Time Magazine reported on Monday that scientists have discovered three new vertebrate species in Australia. The creatures were discovered in what has been called a “lost world” in the mountains of northern Queensland, Australia.
The three new species consist of a “primitive-looking” gecko, a boulder-dwelling frog, and a skink. The scientists who made the exciting discoveries are from James Cook University and were dropped in by helicopter to the remote area back in March. Once there, the scientists began to explore the mountain range on Cape Melville, delving deep into a pristine rainforest covered with huge black granite boulders.
Within days of arriving in the “lost world,” the scientists discovered new species that are believed to have been isolated for millions of years. Dr. Conrad Hoskin, who led the expedition, expressed his surprise and excitement about the new additions to the animal kingdom.
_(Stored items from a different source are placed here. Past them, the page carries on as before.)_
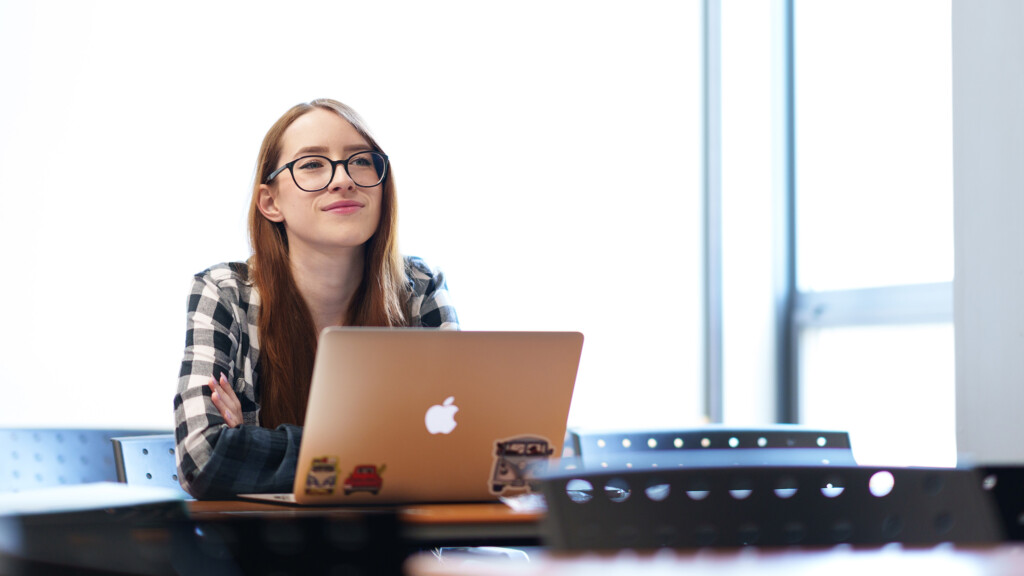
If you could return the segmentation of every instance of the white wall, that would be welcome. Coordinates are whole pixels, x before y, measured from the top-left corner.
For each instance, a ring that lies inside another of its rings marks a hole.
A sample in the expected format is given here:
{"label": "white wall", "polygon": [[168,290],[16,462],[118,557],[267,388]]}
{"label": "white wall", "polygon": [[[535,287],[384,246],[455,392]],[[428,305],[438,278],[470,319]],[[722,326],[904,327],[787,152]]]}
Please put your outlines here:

Finding three new, obviously distinct vertebrates would be surprising enough in somewhere poorly explored like New Guinea, let alone in Australia, a country we think we’ve explored pretty well. The top of Cape Melville is a lost world. Finding these new species up there is the discovery of a lifetime - I’m still amazed and buzzing from it.”
There have been other expeditions into the boulder fields surrounding the rainforest, but the forest has remained virtually untouched by humans as a “monstrous wall” of boulders made entering the rainforest on foot impossible.
Of the three new species discovered, the Cape Melville leaf-tailed gecko is the most unique, with skin that keeps it camouflaged, huge eyes, and a long body. All characteristics that are thought be adaptations from living in the dimly lit boulder fields. The Cape Melville shade skink, a type of lizard, was also discovered, in addition to a blotched-boulder frog. The frog lives almost exclusively deep in the boulder field, only venturing to the surface during the summer season where it can breed and feed, laying eggs in boulder crevices.